Python: Functions and Modules

Materials by: John Blischak, Anthony Scopatz, and other Software Carpentry instructors (Joshua R. Smith, Milad Fatenejad, Katy Huff, Tommy Guy and many more)

Computers are very useful for doing the same operation over and over. When you know you will be performing the same operation many times, it is best to encapsulate this similar code into a function or a method. Programming functions are related to mathematical functions, e.g. $f(x)$, and it is helpful to think of them as abstract operators that produce output given some input. Let's look at some examples to solidify this concept.

Built-in string methods

The base distribution comes with many useful functions. When a function works on a specific type of data (lists, strings, dictionaries, etc.), it is called a method. I will cover some of the basic string methods since they are very useful for reading data into Python.


In [ ]:
# Find the start codon of a gene
dna = 'CTGTTGACATGCATTCACGCTACGCTAGCT'
dna.find('ATG')

In [ ]:
# parsing a line from a comma-delimited file
lotto_numbers = '4,8,15,16,23,42\n'
lotto_numbers = lotto_numbers.strip()
print lotto_numbers.split(',')

In [ ]:
question = '%H%ow%z%d%@d%z%th%ez$%@p%ste%rzb%ur%nz%$%@szt%on%gue%?%'
question = question.replace('%', '')
question = question.replace('@', 'i')
question = question.replace('$', 'h')
question = question.replace('z', ' ')
print question

In [ ]:
answer = '=H=&!dr=a=nk!c=~ff&&!be=f~r&=!i=t!w=as!c=~~l.='
print answer.replace('=', '').replace('&', 'e').replace('~', 'o').replace('!', ' ')

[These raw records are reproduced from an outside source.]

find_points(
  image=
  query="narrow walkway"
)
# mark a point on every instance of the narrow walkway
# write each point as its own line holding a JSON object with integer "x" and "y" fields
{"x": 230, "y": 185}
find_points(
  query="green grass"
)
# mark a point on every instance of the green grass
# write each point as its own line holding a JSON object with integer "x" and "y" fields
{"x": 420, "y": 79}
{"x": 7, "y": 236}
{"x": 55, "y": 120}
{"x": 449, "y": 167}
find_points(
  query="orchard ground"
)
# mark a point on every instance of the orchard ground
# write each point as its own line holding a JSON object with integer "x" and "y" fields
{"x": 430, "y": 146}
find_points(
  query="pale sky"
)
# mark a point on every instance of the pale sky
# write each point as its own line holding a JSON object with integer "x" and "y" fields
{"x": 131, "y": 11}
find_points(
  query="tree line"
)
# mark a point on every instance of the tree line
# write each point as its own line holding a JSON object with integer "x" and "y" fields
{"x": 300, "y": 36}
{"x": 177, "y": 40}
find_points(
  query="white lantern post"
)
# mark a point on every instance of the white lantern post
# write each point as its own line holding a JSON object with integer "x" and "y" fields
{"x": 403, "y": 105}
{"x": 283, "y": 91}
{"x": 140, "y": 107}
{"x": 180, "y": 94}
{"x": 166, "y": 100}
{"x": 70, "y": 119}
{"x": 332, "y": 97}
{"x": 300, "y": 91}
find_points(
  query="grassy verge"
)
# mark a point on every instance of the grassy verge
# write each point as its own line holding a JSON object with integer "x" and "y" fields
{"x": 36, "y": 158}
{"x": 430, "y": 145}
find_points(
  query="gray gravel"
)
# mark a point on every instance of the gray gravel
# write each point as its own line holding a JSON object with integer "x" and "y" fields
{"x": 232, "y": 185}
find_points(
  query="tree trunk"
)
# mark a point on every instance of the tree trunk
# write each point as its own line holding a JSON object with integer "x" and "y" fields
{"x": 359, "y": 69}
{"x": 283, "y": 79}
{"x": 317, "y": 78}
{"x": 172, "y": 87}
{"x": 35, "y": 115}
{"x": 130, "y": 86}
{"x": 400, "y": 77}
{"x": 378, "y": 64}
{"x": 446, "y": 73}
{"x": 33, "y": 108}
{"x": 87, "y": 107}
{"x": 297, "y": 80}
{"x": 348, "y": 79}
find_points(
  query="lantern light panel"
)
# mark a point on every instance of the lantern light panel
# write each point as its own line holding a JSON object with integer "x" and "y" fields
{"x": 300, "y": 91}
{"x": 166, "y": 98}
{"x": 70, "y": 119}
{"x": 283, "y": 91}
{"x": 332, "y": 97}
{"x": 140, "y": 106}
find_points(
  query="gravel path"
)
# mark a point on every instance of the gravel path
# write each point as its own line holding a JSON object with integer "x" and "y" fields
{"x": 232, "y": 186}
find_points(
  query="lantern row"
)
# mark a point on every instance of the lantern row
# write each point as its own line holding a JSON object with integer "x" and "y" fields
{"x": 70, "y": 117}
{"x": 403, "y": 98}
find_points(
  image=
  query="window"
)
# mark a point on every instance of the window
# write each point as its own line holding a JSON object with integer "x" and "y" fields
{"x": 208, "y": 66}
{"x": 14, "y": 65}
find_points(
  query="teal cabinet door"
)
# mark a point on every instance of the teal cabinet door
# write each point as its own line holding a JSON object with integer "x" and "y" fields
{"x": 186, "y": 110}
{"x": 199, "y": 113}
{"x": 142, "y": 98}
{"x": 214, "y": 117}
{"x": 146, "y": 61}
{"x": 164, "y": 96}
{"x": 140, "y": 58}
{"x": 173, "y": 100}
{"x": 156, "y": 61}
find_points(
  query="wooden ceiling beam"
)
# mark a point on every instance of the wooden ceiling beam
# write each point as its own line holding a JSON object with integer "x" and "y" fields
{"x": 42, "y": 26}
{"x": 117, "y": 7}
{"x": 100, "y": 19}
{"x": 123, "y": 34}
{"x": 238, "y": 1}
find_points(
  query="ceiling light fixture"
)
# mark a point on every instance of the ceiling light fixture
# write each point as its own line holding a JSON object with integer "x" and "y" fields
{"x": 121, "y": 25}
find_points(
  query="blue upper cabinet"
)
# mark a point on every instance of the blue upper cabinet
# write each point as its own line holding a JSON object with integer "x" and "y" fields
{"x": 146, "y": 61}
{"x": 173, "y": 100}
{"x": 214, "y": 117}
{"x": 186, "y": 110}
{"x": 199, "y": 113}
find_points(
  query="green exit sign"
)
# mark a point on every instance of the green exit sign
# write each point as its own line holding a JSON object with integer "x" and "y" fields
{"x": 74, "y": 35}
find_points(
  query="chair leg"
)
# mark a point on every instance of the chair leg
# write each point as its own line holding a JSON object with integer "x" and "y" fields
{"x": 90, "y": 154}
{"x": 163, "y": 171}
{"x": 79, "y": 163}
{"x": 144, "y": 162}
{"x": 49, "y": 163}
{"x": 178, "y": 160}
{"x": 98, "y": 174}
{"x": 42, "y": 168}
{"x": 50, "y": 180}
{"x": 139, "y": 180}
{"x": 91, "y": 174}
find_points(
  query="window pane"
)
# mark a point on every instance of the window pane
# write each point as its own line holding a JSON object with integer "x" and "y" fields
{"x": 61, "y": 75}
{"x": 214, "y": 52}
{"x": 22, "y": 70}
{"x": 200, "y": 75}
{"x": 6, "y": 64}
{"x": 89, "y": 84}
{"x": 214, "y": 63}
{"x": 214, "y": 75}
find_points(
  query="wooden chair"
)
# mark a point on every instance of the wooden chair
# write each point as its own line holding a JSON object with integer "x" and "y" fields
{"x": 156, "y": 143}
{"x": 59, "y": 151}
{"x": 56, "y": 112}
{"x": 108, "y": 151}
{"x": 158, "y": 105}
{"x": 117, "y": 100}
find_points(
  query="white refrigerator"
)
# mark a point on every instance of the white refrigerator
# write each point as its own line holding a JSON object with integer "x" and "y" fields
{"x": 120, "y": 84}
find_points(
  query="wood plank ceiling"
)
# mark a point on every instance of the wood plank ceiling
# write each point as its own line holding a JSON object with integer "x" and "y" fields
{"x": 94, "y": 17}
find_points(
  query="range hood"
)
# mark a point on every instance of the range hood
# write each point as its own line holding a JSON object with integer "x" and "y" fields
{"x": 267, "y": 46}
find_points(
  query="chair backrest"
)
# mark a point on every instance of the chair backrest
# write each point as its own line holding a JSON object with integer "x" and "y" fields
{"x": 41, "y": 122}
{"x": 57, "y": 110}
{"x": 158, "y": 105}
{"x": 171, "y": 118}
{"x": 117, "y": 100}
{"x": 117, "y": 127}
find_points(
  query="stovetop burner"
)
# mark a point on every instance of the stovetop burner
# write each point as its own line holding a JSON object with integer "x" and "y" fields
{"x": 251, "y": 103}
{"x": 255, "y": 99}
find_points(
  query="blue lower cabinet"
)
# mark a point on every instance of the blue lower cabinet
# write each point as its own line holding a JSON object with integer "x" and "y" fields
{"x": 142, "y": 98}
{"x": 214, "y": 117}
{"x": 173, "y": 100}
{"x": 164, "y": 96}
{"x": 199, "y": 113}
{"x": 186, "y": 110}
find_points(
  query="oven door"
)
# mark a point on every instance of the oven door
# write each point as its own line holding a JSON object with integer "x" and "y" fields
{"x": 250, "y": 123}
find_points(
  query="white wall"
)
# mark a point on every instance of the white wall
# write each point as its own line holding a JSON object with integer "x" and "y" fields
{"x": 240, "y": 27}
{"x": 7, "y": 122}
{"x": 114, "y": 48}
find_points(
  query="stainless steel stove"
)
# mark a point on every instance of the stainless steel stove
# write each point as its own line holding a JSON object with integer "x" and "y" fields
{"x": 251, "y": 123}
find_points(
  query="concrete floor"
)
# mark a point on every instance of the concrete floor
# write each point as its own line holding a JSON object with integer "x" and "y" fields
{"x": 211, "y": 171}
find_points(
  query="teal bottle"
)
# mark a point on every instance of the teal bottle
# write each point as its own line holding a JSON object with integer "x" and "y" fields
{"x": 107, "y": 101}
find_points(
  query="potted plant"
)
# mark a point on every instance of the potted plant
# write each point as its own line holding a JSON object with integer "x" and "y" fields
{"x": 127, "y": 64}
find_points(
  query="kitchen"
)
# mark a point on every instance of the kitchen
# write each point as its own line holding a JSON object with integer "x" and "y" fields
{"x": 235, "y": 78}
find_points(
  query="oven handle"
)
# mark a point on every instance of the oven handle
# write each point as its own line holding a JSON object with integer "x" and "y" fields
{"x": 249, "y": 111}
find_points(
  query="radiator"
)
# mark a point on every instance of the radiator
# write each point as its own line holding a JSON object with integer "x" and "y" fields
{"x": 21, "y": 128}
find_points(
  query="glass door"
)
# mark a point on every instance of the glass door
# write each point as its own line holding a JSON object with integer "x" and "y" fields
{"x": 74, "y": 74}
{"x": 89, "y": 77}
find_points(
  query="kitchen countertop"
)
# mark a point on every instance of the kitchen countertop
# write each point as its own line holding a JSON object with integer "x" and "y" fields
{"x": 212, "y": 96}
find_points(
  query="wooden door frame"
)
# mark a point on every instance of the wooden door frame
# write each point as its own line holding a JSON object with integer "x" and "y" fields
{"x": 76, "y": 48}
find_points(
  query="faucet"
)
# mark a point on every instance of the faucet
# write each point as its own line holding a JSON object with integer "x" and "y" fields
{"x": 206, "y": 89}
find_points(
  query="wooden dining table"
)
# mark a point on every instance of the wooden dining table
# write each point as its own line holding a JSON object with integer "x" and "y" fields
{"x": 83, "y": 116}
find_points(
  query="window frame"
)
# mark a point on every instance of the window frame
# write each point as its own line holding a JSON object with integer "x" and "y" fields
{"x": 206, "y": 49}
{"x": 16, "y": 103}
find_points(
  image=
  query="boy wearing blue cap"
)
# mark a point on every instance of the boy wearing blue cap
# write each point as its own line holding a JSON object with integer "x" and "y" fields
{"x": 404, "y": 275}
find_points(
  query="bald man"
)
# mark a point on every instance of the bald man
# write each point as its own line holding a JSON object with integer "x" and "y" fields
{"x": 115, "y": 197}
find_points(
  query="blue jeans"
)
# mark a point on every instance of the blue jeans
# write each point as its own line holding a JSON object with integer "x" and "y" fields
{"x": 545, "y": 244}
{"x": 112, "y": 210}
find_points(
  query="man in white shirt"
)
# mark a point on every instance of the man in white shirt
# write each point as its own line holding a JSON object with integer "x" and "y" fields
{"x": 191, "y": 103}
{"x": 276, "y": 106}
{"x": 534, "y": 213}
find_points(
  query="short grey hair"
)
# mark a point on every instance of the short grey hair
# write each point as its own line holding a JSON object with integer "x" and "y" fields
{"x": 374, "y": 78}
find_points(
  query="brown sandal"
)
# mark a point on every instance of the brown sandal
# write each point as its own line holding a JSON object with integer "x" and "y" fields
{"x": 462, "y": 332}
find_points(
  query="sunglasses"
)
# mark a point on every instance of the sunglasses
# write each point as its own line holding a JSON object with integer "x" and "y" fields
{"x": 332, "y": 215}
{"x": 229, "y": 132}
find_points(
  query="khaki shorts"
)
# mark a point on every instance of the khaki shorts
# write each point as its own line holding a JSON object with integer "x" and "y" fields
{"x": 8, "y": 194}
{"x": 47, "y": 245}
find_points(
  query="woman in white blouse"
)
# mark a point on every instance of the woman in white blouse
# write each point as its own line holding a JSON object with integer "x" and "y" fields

Short Exercise: Calculate GC content of DNA

Because the binding strength of guanine (G) to cytosine (C) is different from the binding strength of adenine (A) to thymine (T) (and many other differences), it is often useful to know the fraction of a DNA sequence that is G's or C's. Go to the string method section of the Python documentation and find the string method that will allow you to calculate this fraction.


In [ ]:
# Calculate the fraction of G's and C's in this DNA sequence
seq1 = 'ACGTACGTAGCTAGTAGCTACGTAGCTACGTA'
gc =

Check your work:


In [ ]:
round(gc, ndigits = 2) == .47

Creating your own functions!

When there is not an available function to perform a task, you can write your own functions. The simplest functions have the following format in Python:

def <function name>():
    <function body>

In [ ]:
def do_nothing():
    s = "I don't do much"

However, this often isn't very useful since we haven't returned any values from this function. Note: that if you don't return anything from a function in Python, you implicitly have returned the special None singleton. To return values that you computed locally in the function body, use the return keyword.

def <function name>():
    <function body>
    return <local variable 1>    

In [ ]:
def square(x):
    sqr = x * x
    return sqr

Using a function is done by placing parentheses () after the function name after you have defined it. This is known as calling the function. If the function requires arguments, the values for these arguments are inside of the parentheses.


In [ ]:
print square(2)

Like mathematical functions, you can compose a function with other functions or with itself!


In [ ]:
print square(square(2))

Functions may be defined such that they have multiple arguments or multiple return values:

def <function name>(<arg1>, <arg2>, ...):
    <function body>
    return <var1> , <var2>, ...

In [ ]:
def hello(time, name):
    """Print a nice message. Time and name should both be strings.
    Example: hello('morning', 'Software Carpentry')
    """
    print 'Good ' + time + ', ' + name + '!'

In [ ]:
hello('afternoon', 'Software Carpentry')

The description right below the function name is called a docstring. For best practices on composing docstrings, read PEP 257 -- Docstring Conventions.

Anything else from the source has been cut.